REPUBLIKA.CO.ID, BANDARLAMPUNG -- Komisi Pemberantasan Korupsi harus segera "membersihkan" dirinya dalam pertaruhan kredibilitas saat menangani perkara korupsi melibatkan Ketua Umum Partai Demokrat Anas Urbaningrum maupun elite parpol lainnya, kata pengamat hukum dari Lampung, Dr Wahyu Sasongko SH MH.
Menurut pengajar di pascasarjana Fakultas Hukum Universitas Lampung (Unila), di Bandarlampung, Rabu,tidak keliru apabila publik kemudian memberikan penilaian dan penafsiran negatif terhadap langkah hukum KPK itu.

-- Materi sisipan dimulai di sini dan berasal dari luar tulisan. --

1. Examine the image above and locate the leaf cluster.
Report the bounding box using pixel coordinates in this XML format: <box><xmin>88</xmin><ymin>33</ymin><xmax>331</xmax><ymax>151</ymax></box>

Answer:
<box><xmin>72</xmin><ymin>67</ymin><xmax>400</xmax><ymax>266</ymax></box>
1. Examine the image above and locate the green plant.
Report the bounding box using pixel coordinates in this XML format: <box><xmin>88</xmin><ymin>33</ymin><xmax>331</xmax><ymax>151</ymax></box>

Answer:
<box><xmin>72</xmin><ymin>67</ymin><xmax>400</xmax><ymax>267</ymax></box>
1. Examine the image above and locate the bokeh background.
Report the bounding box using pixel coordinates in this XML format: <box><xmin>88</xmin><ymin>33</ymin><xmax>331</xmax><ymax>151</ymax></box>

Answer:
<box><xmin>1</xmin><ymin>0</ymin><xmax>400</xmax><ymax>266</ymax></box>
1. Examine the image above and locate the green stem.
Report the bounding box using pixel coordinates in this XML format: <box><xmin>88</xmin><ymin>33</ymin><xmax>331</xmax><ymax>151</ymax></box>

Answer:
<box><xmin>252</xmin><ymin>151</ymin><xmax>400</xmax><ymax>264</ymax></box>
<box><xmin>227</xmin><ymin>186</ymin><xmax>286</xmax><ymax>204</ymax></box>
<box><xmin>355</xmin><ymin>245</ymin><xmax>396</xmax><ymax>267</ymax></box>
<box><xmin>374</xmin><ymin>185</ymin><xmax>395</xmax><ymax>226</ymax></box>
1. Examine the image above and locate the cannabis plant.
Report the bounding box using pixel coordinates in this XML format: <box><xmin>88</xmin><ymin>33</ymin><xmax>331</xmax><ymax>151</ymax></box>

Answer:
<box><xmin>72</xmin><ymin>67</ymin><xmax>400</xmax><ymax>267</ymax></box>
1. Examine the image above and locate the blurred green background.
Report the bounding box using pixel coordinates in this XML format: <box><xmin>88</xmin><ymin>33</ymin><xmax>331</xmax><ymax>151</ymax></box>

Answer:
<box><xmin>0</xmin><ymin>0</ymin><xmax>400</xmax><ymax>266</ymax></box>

Hal tersebut berkaitan sorotan tajam cenderung negatif kemungkinan skenario politik terhadap KPK setelah menetapkan Anas Urbaningrum menjadi tersangka korupsi Hambalang.

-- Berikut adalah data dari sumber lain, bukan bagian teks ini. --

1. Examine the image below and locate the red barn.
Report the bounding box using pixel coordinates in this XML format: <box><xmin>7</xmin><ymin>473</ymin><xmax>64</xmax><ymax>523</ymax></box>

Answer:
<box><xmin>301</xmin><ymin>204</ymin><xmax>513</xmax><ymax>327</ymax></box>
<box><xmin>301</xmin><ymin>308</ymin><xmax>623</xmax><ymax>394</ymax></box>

Dia menganalisis, berdasarkan peristiwa atau fakta yang terjadi itu memang tampak bahwa ada korelasi antara hukum dan politik sehingga wajar apabila hal itu ditafsirkan ada skenario seolah-olah terjadi "stereo" antara keinginan politik dan teknis hukum.

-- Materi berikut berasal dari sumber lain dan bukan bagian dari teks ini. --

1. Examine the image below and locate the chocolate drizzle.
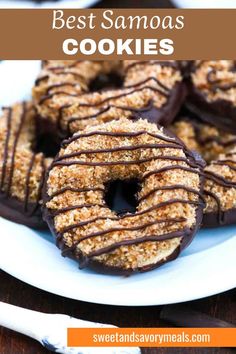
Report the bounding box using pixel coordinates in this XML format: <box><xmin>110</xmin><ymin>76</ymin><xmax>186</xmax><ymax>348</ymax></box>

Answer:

Wahyu menguraikan, indikasinya adalah survei politik, dan reaksi tokoh Partai Demokrat agar Presiden Susilo Bambang Yudhoyono selaku Ketua Majelis Tinggi dan Ketua Dewan Pembina partai itu untuk turun tangan, termasuk munculnya bocoran Sprindik, pengambilalihan "kekuasaan dan wewenang AU sebagai Ketua Umum Partai Demokrat, akhirnya penetapan AU sebagai tersangka sebagai klimaksnya.
"Rentetan peristiwa itu mengarah bahwa KPK masuk dalam perangkap jejaring politik," kata dosen yang juga pernah aktif dalam Gerakan Rakyat Antikorupsi (GERAK) Lampung itu pula.
Karena itu, menurut Wahyu, KPK harus segera "membersihkan" atau membuktikan bahwa bocornya Sprindik dan penetapan tersangka AU benar-benar imparsial dan objektif.
Wahyu sependapat bahwa saat ini posisi KPK seperti "di ujung tanduk" untuk membuktikan diri sebagai murni lembaga hukum pemberantas korupsi atau cuma menjadi organ kekuasaan dan politik penguasa yang dapat mengintervensinya.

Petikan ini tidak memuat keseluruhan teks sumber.